Hello again! I’m very happy to you’re here and ready to learn more about the amazing, some call magical, transformation of my Boler. If you have missed the earlier parts of this story feel free to catch up by reading Part 1 and Part 2.
When we last left off, I had stripped the Boler of everything that was rotten, grimy, or broken. The problem was that there were parts of it I couldn’t see and they were pretty important parts. Like the frame.
Bolers have a simple A-frame with the fibreglass body bolted to it. If the frame cracks or is rusted right through it could break and that would mean some very serious damage to the Boler as well as the tow vehicle. Not to mention the driver and passengers. So we decided it would be a good idea to get it inspected.
I asked for opinions on the vintage trailer forums for a good place to bring the Boler and many people recommended Rock Alta Trailers. It’s owned by a wonderful couple who have been repairing trailers for years. In fact, Kevin’s dad ran the business before he took it over. It is on the absolute other side of Calgary from where we live, but after speaking to Kevin on the phone I was convinced that this was where we should take the Boler. This was in December, it wasn’t too snowy yet and we wanted to get the Boler in before the roads got icy.
We called James in for some help; remember, we hadn’t yet pulled the Boler with our vehicle. We were pretty nervous. We weren’t even sure how to hook it up! James came and showed us the ropes and off we went for our very first time!
It was terrifying.
We didn’t know if something was going to break off at any second.
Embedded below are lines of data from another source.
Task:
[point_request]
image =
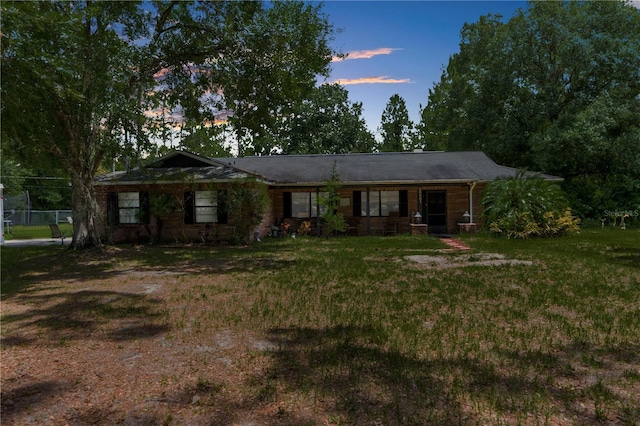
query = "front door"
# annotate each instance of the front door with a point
(434, 207)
The worst part was as we were stopped at a light a guy in a truck pulled up beside us and yelled out “If you take that on the highway you’re gonna have problems!”. Not very helpful. We asked him what he meant by “problems” and he answered back “your wheels are going to fall off!” and then he drove away. Yep. Terrifying.
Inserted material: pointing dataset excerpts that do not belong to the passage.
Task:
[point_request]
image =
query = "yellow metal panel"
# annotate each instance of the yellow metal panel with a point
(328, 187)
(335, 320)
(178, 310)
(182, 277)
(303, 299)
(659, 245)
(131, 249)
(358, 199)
Despite all that we drove slowly and carefully and made it to Kevin’s place with all our wheels intact (take that super unhelpful dude!) and left it there to get the axel, wheel bearings, and frame inspected and replaced or fixed if need be.
It turned out the frame was in great shape! There were a few Bolers made with a weak point in the frame but not ours! Ours was solid (knock on wood). The wheel bearings needed to be replaced but everything else was pretty good.
During the time the Boler was at Kevin’s I was looking into where we could take it to get the fibreglass repaired. The large cracks in the back (and a few more small ones on the rest of the body) needed to be fixed up before we could use it and to be honest, I didn’t want to mess them up by trying to fix them myself. The biggest crack had started folding in on itself and was changing the shape of the body. That was going to require tools and equipment I didn’t have.
It wasn’t easy finding someone who was willing to work on it. But luckily there was a company called FIB-R-F/X in Airdrie (a small town north of Calgary) who had worked on Bolers previously and was more than happy to do it. In fact, Dieter, the very nice man who we met there, told us he already has another Boler that was missing its door and if we let him use our door as a mold he would repair all the small cracks for free and only charge us for the two large ones. Sounded good to us! We made plans to pick up the Boler from Kevin’s and drop it off at Dieter’s to avoid putting it back in the garage.
When we went out to pick up the Boler it started to blizzard. No joke, it was snowing like crazy. We got to Kevin’s and hooked up the Boler but as we were driving down his very long driveway Jonathan remembered that we hadn’t done a light check (rookie mistake). James and I had made sure the electrical was working properly before we had dropped it off but something must have been knocked loose (the wiring was very old, I was planning on replacing it myself when we got it back from Dieter) and the lights weren’t working. At this point it was snowing very heavily and visibility wasn’t great. Pulling the Boler without lights would be dangerous (not to mention illegal) under normal circumstances but in this snow no one would see us until it was too late. There was no room on the driveway so we pulled out onto the road and as soon as we could we turned around and went straight back to Kevin’s. He tried to get the lights working but there was a connection broken that he just couldn’t figure out at the time, so we asked him if he could replace all of the electrical, he said sure and we called Dieter and let him know what happened. Off we went home a little disappointed but mostly relieved.
Fast forward to the end of March. Kevin finished the electrical system and boy am I glad we let him do it! He replaced all the old wiring, put in new LEDs and set it up for us to hook up a 12 volt battery to power the lights and the fan I had installed.
Jon and I had a lovely drive to Dieter’s. No one yelling at us that our wheels were going to fall off, no blizzards, the lights were working… really, what more can you ask for?
Dieter unfortunately was down a man and he didn’t think he would be finished until July. We were ok with that and figured the long wait would be worth it.
It was! Here’s the Boler when we got it back at the end of June (a little early!):
It doesn’t look like much but all the parts that are yellow are where he did fibreglass work. It was amazing! We also purchased a new tongue jack with a wheel from Dieter.
Because of this wheel, Jonathan and I could now easily push the Boler! We have done this so many times to get it into campsites. Bolers really are a wonder.